In literature, there was no study about aggression in PTSD patients. However, a negative correlation was found between MT and aggression scale scores in a study that included patients with antisocial personality disorder. The correlations between aggression scores and parameters indicating increase in excitability (MT, CSP) showed that an indirect relationship could be established between aggression and excitability (35). The relationships between aggression scores and MT, CSP suggested that cortical inhibitory dysfunction and excitability increase play a role in the etiopathogenesis of aggressive behaviors. The idea was put forward that the neuromediators such as GABA, norepinephrine, dopamine, and serotonin in various brain regions could be involved in aggressive behaviors (36). The abnormal activation of slow-wave and slowdown in the theta band were observed in the electroencephalography studies conducted in patients who had aggressive and violent behaviors at an advanced level. Reductions in the activation of P300 in the frontal region are determined in criminals who committed a violent crime, and decreased P300 amplitude and prolonged P300 latency are seen compared with those in the healthy control group (37). In this study, in the associations between some parameters of the scale of aggression and MEP, CSP measurements suggested that dysfunctions of inhibitory neuromediators were related with aggressive behaviors. These results suggested that the over stimulation of related regions in the brain and deficits in the inhibitory control made individuals prone to aggression, impulsiveness, and deficiency in the control of their behaviors.

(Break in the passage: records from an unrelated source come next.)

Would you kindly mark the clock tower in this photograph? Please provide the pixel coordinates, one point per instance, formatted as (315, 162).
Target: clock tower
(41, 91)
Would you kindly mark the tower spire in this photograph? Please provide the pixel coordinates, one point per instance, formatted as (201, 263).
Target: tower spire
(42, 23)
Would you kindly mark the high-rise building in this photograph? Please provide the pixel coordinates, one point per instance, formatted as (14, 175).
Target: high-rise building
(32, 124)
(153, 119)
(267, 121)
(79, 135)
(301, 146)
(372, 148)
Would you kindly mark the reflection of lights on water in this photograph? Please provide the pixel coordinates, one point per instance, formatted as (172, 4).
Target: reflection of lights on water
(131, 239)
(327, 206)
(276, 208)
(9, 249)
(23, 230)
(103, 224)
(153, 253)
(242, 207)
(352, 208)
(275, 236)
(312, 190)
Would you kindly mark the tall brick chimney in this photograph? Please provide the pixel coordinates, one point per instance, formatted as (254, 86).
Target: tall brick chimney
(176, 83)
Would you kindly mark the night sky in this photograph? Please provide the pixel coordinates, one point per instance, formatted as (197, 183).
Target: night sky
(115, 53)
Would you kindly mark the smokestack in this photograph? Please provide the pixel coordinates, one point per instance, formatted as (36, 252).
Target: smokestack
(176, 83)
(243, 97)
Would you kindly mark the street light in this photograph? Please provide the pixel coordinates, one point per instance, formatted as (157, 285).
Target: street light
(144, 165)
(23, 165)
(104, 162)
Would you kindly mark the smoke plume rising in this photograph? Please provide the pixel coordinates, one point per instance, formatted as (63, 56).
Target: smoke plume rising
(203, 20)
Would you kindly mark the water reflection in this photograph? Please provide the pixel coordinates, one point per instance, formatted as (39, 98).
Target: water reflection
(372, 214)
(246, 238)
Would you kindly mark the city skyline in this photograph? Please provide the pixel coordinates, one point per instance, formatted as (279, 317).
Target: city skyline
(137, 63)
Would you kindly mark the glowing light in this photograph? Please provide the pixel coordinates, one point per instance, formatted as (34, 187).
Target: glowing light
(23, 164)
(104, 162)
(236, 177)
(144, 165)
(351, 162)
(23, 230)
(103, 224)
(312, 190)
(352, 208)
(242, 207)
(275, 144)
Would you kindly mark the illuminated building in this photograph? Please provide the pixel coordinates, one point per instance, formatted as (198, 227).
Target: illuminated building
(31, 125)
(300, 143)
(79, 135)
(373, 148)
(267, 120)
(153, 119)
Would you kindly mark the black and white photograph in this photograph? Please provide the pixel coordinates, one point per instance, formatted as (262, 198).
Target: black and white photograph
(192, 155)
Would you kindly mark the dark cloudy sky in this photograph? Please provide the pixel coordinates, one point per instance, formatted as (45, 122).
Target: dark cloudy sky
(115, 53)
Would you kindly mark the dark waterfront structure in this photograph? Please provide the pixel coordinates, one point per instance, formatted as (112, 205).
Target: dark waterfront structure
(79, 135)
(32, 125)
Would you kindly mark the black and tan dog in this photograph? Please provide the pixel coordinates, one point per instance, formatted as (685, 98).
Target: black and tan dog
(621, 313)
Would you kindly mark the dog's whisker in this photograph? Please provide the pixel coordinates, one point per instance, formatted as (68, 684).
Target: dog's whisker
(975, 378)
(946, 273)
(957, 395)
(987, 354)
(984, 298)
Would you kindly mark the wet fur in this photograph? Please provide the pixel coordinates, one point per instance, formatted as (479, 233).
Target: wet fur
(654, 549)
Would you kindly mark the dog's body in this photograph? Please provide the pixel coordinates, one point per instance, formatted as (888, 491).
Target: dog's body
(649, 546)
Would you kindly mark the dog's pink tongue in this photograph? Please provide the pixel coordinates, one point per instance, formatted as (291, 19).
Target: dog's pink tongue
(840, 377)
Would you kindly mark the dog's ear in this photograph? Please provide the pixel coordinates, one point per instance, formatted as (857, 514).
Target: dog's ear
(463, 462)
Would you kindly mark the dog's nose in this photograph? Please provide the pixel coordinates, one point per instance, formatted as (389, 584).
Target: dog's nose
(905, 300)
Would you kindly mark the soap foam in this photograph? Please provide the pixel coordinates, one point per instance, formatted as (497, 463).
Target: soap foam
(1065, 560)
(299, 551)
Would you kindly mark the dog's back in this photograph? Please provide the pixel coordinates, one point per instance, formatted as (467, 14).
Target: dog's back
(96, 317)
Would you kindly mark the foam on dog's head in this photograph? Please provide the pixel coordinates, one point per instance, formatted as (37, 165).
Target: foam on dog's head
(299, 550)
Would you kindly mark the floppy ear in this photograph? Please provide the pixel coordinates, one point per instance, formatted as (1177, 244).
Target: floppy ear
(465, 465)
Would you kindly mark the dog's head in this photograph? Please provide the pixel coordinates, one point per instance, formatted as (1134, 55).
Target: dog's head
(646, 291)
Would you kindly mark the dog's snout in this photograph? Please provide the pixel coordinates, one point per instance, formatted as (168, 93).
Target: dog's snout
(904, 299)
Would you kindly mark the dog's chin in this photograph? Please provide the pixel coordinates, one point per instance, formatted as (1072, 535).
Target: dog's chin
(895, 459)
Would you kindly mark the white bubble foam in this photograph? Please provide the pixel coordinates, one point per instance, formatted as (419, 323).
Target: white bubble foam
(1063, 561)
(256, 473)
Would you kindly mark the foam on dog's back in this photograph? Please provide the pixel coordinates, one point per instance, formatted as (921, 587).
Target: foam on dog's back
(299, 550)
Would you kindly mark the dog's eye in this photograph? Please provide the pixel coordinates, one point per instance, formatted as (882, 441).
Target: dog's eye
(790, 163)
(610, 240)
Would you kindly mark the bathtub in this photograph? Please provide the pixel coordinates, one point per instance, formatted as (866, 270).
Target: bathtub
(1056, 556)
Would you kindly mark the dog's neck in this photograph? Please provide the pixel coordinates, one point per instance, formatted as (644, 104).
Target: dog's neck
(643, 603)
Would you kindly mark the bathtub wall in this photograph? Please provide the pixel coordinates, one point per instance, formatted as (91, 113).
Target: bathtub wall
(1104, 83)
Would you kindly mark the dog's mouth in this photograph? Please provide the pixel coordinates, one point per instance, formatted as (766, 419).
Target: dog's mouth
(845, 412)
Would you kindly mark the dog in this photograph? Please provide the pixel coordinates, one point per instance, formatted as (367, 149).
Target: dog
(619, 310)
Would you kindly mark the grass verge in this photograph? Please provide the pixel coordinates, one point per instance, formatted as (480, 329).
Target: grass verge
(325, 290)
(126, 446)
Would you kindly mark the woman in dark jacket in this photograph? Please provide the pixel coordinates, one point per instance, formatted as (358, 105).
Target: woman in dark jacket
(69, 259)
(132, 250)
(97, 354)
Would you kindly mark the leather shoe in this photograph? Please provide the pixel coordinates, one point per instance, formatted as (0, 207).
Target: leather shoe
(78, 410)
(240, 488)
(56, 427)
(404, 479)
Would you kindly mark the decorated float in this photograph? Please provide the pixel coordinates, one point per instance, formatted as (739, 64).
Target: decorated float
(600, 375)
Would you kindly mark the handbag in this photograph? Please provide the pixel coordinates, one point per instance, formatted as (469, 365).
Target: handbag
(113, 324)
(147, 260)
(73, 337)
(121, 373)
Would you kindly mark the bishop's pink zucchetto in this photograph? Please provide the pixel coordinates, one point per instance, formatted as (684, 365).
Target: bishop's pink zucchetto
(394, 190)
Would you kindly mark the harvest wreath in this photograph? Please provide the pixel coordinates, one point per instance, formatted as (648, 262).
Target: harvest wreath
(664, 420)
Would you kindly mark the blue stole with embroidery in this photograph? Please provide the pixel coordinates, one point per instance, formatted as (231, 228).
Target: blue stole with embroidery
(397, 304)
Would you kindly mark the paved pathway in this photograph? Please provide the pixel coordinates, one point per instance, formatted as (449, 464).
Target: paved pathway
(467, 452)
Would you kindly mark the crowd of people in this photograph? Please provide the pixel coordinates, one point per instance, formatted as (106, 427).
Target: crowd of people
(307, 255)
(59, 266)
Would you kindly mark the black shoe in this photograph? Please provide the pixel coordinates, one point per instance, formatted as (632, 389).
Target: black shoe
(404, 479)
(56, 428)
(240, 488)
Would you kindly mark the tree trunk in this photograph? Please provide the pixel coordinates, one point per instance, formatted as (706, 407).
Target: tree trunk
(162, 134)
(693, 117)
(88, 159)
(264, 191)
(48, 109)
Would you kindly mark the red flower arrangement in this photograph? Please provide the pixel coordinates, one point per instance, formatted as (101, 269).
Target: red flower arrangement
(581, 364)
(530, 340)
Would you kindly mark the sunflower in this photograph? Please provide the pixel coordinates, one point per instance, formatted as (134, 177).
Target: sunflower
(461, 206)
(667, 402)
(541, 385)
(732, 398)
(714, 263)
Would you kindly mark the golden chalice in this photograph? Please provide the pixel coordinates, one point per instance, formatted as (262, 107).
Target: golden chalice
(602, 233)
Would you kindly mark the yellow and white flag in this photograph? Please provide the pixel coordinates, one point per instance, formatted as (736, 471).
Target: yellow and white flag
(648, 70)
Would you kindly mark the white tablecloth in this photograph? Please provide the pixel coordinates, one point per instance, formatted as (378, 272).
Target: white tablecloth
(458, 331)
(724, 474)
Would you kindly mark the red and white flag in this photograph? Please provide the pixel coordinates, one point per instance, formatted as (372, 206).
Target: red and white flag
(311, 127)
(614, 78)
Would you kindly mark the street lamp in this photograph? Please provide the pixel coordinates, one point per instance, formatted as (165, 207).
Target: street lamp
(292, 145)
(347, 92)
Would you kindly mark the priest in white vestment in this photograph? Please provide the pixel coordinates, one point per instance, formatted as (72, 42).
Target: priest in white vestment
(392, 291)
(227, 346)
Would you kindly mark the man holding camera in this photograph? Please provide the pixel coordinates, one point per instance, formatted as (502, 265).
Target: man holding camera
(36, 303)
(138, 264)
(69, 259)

There were some limitations of this study. While this study had more a broad participation compared with previous studies regarding cortical excitability in PTSD, similar large trials are needed. Measurements could be conducted after the application of a stimulus related to the trauma of patients and could be compared with the situation prior to the stimulus. In the study, the use of the paired-pulse TMS thought to be recognized facility for the measurement of the parameters as SIII and ICF those better reflect the functions of GABA and other neurotransmitters. The patients in our study had a homogeneous feature in terms of experienced trauma. This situation was an advantage for the factors affecting data, but it formed a disadvantage for the representation of the universe.
The clarification of the etiopathogenesis of aggressive behaviors, which are a major problem for both patients and those in the close vicinity of PTSD patients, are thought to be necessary for revealing more effective treatment modalities.
Conflict of Interest: The authors declared no conflict of interest.
Financial Disclosure: The authors declared that this study has received no financial support.